B.C. Dienstag, 02.Februar 2010, 11:43 Uhr:
@Waldemar
Ihre Beispiele sprechen Bände. Bei Tauss ist noch nichts erwiesen. Die Personalie und der Hintergrund Ihres zweiten Beispiels bleibt völlig verborgen. Bei Tauss ist bisher noch nich straffällig geworden. Im Gegensatz hierzu die Vertreter aus dem braunen Spektrum.
Ich will nichts relativieren, aber es ist eben doch eine Posse, wenn gerade die braunen Biedermänner bei Ihren Kernthemen patzen.
Es gibt überall schwarze Schafe. Bei den Braunen offensichtlich mit höherer Quote.
Wahrscheinlich seid Ihr doch nicht die Erlösung.
 
Waldemar Mittwoch, 03.Februar 2010, 10:54 Uhr:
@Robert
Der Eindruck, dass solche Straftäter überproportional bei der rechten Szene auftauchen, liegt daran, dass überproportional darüber berichtet wird. Wie ja wohl nicht zu leugnen ist, wird die Rechte in der öffentlichen Berichterstattung fast ausschließlich negativ dargestellt.
@B.C.
Zu Dominique O. sei gesagt, dass dieser bereits im Jahre 2004 aus der NPD ausgeschlossen wurde. Sowohl Tauss als auch O. sind noch nicht verurteilt. Michael Engelmann war Bundesvorsitzender der SCHWUSOS und SPD-Landtagsabgeordneter in Bremen. Neben dem Besitz von kinderpornographischen Dateien hatte er einem Verein, der sich für die Straffreiheit bei sexuellen Kontakten mit Kindern einsetzte, Räumlichkeiten zur Verfügung gestellt. Das Verfahren wurde gegen Zahlung eines Strafgeldes wie beim NPD-Abgeordneten Paul in Dresden eingestellt.
 
GegenRechts Dienstag, 04.Mai 2010, 19:18 Uhr:
hallo ihr kollegen,

paar sachen hier noch zu...

1. als erstes eine Frage: Dieser Dominique Oster, ist er ein Verfassungsschutz-Mitglied, der seinen eigenen Ruf aufs ganze Leben auf den Müllhaufen wirft, um der NPD einen schlechten Ruf zu machen?

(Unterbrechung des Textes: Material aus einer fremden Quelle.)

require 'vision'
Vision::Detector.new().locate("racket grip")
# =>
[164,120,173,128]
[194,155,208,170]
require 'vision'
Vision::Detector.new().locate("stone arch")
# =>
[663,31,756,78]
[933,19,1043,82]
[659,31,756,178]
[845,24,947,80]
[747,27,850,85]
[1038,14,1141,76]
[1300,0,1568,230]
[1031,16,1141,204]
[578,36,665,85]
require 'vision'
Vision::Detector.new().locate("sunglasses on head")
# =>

1.1. Es ist gesetzlich gesehen erlaubt, seinem eigenem Ruf zu schaden.

1.2. Über 30% aller NPD-Leute sind Verfassungsschutz-Beamte.

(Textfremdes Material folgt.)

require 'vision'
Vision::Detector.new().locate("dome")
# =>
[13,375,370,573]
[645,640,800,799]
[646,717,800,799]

1.3. 1993 wurden 5 Menschen bei einem Anschlag in NordRhein-Westfalen getötet. Nachdem der Täter ermittelt wurde, stellte sich heraus, dieser Mann war kein Neonazi, sondern ein Verfassungsschutz-Beamte.

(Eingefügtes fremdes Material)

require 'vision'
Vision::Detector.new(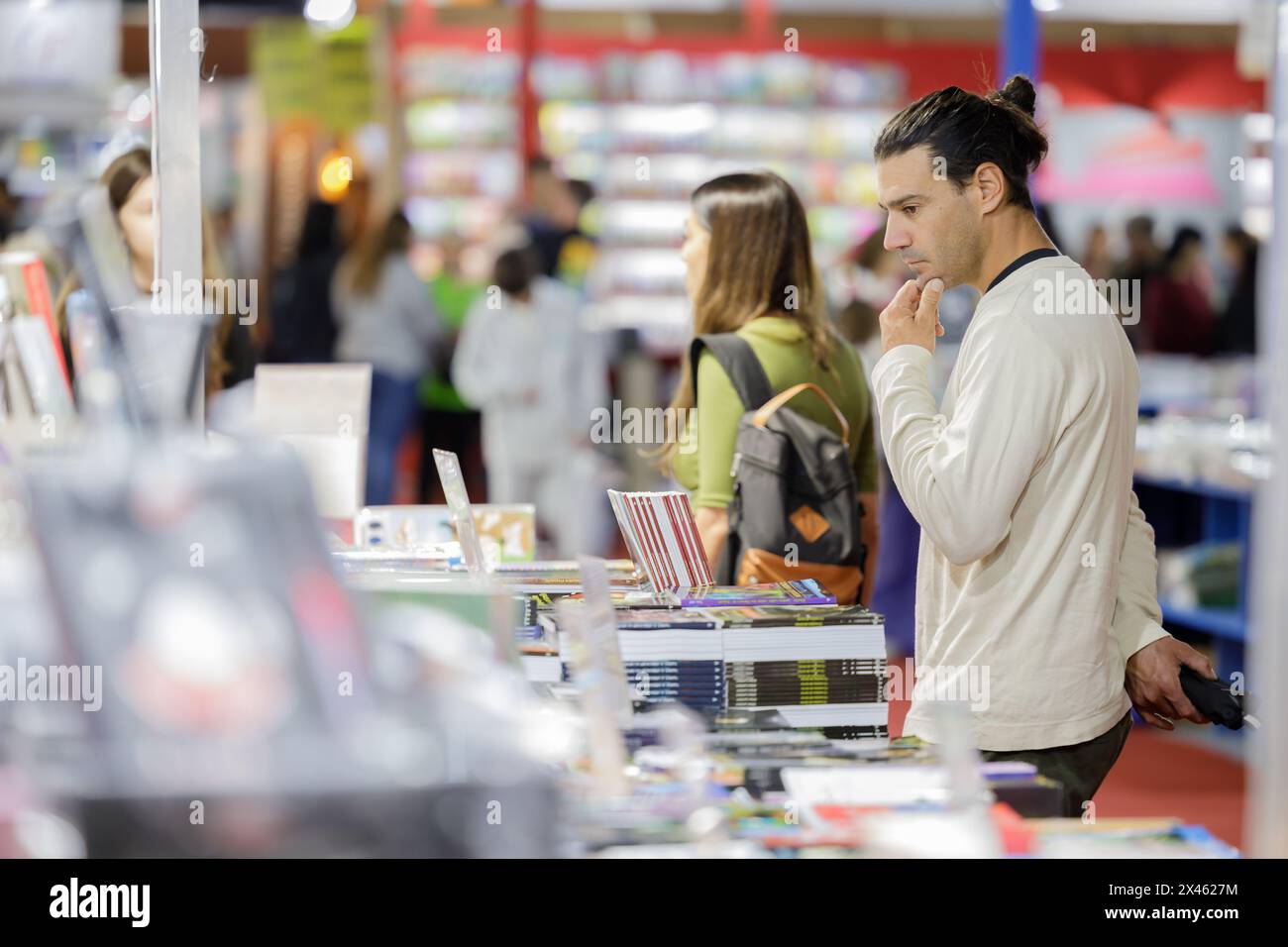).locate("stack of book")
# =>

2. Dominique wurde noch nicht verurteilt. Soweit ist Dominique noch nicht durch Krimninalität bewiesen.


3. Hätte die NPD über Dominique bescheid gewusst, hätten sie Dominique rausgeworfen.
 
Freiversuch Mittwoch, 05.Mai 2010, 14:41 Uhr:
Verfassungschutz-Beamter oder V-Mann? Dass sind zwei ganz unterschiedliche Paar Stiefel.